Beseiged Military in Sa’ada, Gov’t Indifferent for 44 Days
YT: The Yemeni Socialist Party-affiliated Aleshteraki.net has quoted informed sources as saying that Houthi gunmen shot down an MI-8 helicopter at 10 a.m. Tuesday as it hovered over the 17th Military Division, which has been besieged for more than a month, in an attempt to supply its troops with food and ordinance.
The site’s sources say that members of the 17th Military Division – besieged in Mirran area for 44 days now – are angry at the government’s seeming indifference toward releasing them, so they’ve begun telephoning media outlets to complain about their harsh conditions.
The besieged troops say they lack basic living necessities such as food, water and medication, particularly as they are subjected to frequent Houthi assaults. They note that sympathetic boys in the area had been supplying them with food until Houthis discovered this and stopped them from doing so two days ago.
The besieged troops include division commander Abdulaziz Al-Shahari, whom Houthis blame for intensifying the blockade on various Mirran villages after a July 2007 ceasefire agreement reached by both sides in Doha went into effect. Houthis further accuse Al-Shahari, a Salafi extremist, of insulting Zaidi ideology.

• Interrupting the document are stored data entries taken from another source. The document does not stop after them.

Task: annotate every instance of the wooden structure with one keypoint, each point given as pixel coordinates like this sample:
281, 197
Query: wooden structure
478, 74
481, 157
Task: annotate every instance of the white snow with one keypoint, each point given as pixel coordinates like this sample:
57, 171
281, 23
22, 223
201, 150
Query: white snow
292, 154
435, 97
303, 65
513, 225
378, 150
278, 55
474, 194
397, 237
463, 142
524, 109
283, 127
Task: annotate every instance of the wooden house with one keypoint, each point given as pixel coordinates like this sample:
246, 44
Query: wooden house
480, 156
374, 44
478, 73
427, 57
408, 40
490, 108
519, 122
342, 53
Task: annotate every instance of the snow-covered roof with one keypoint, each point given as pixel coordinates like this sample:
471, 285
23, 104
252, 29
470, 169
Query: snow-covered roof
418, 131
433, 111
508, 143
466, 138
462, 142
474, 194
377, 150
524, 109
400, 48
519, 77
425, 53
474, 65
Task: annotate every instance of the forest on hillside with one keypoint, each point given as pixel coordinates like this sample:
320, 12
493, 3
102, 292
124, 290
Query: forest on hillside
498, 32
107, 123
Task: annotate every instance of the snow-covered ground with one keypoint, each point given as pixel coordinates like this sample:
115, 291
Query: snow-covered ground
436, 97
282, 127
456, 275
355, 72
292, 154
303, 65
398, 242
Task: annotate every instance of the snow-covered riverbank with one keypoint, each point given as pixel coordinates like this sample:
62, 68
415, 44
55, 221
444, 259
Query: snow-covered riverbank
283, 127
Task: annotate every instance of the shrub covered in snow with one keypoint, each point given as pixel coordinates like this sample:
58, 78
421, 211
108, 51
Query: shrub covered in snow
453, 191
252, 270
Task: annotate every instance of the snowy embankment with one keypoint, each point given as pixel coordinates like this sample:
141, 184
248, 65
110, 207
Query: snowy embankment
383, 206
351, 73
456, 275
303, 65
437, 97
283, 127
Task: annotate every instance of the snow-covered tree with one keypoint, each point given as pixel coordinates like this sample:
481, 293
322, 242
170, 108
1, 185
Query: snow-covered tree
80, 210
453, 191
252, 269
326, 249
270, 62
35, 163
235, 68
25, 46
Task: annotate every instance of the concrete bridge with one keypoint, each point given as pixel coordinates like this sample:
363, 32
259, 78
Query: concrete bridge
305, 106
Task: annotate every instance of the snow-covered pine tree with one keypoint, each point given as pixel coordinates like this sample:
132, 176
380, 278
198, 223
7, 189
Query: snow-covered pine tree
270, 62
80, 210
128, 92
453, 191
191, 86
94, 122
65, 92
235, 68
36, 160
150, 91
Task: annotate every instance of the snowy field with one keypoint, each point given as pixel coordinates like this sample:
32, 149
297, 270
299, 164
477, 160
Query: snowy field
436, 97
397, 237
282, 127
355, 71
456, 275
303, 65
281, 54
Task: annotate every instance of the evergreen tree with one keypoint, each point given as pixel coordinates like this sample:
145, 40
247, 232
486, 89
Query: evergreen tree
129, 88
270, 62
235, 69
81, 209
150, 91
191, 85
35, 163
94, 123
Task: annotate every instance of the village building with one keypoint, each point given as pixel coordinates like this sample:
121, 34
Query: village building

On Sunday, Houthis shot dead Mohammed Al-Fadhli, head of the 10th Military Division’s training unit, in Al-Sama as he was surveying the area prior to a planned attack against the strongholds of Houthi leaders in Matra district.
Military commanders question strategy
YemenOnline – June 29, 2008- According to MarebPress, military officers have started to complain about how the war in Sadah is being conducted. Officers are puzzled over their commands, as they seem strategically ineffective. After many advances by the army in the Houthi stronghold, they have received orders to stop fighting. The Houthi militia in the regions of Mahadha and Maran has taken tremendous blows by the army, losing many men and control of strategic locations. Yet instead of going for the clincher, the army has been ordered to stand down.
This voluntary slowdown in their own progress has allowed for the Houthi rebels to regroup and reclaim land they had lost to the army. The army is then redeployed to regions they had previously won. This back and forth course of engagement has prolonged the war for much longer than is thought necessary by many military strategists. Some political analysts are beginning to question: are there ulterior motives behind the extension of the war?
boom boom boom, you can hear it from Sana’a
Yemeni Military forces are facing two enemies in Sa’ada.
YemenOnline-June 2,2008- The situation in Merran, Sa’ada governorate is getting more serious as some of the military camps have been cut off by the rebels since the beginning of the fifth war’ sources informed YemenOnline. Accordingly, food supplies and military reinforcements could not reach those undersiege camps.Now, hunger represents another major enemy that the military forces have to confront . At another level, in spite of what military sources have been reporting for the last three weeks that they have taken control over the whole area of Bani Hushaish, bombings, according to an eye witness, were heard once again in Bani Hushaish area last night as an indication of an uninterrupted war.